Previously, a risk prediction tool was developed and tested based on data from 19 different datasets worldwide including 224,898 participants who had experienced a previous infarction or ischaemic cardiomyopathy with an LVEF <50%. The results showed that LVEF had a predictive value for sudden cardiac death in non-implantable cardioverter defibrillator (ICD) patients (area under the curve [AUC] 0.618), but other clinical characteristics or biomarkers did not improve the predictive performance of the model.

Dr Dagres presented the updated clinical risk prediction model, which included CMR data obtained from 2,049 participants >40 days after the infarction occurred.
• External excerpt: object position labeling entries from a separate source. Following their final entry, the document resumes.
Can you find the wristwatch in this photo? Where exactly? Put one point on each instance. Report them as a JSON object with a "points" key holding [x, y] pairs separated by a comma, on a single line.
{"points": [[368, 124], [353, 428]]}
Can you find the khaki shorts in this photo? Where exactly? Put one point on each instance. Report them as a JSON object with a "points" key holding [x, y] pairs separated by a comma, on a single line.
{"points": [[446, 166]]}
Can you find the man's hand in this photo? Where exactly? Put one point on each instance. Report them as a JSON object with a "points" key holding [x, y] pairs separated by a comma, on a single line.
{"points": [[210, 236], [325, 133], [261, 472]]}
The first results of the updated model indicate that adding core scar size and grey zone size increased the predictive performance of the model at 12 months post-MI, especially in non-ICD patients (AUC 0.753). In patients with ICD, the 12-month post-MI AUC was 0.535 without CMR data and 0.598 with CMR data.

The PROFID risk model is still under investigation, but these results suggest that core scar size and grey zone size, as assessed by CMR imaging, may help clinicians to predict post-MI sudden cardiac death, particularly in those without traditional indications for prophylactic ICD. Importantly, improving the risk prediction for these patients may enable clinicians to offer a personalised-treatment approach based on this risk score.

  1. Dagres N, et al. Cardiac magnetic resonance imaging for prediction of risk for sudden cardiac death after myocardial infarction, the updated PROFID clinical prediction model. Late-breaking science 1, EHRA 2022, 3­–5 April, Copenhagen, Denmark.
  2. Dagres N, et al. Eur Heart J. 2020;41(39):3781‒3782.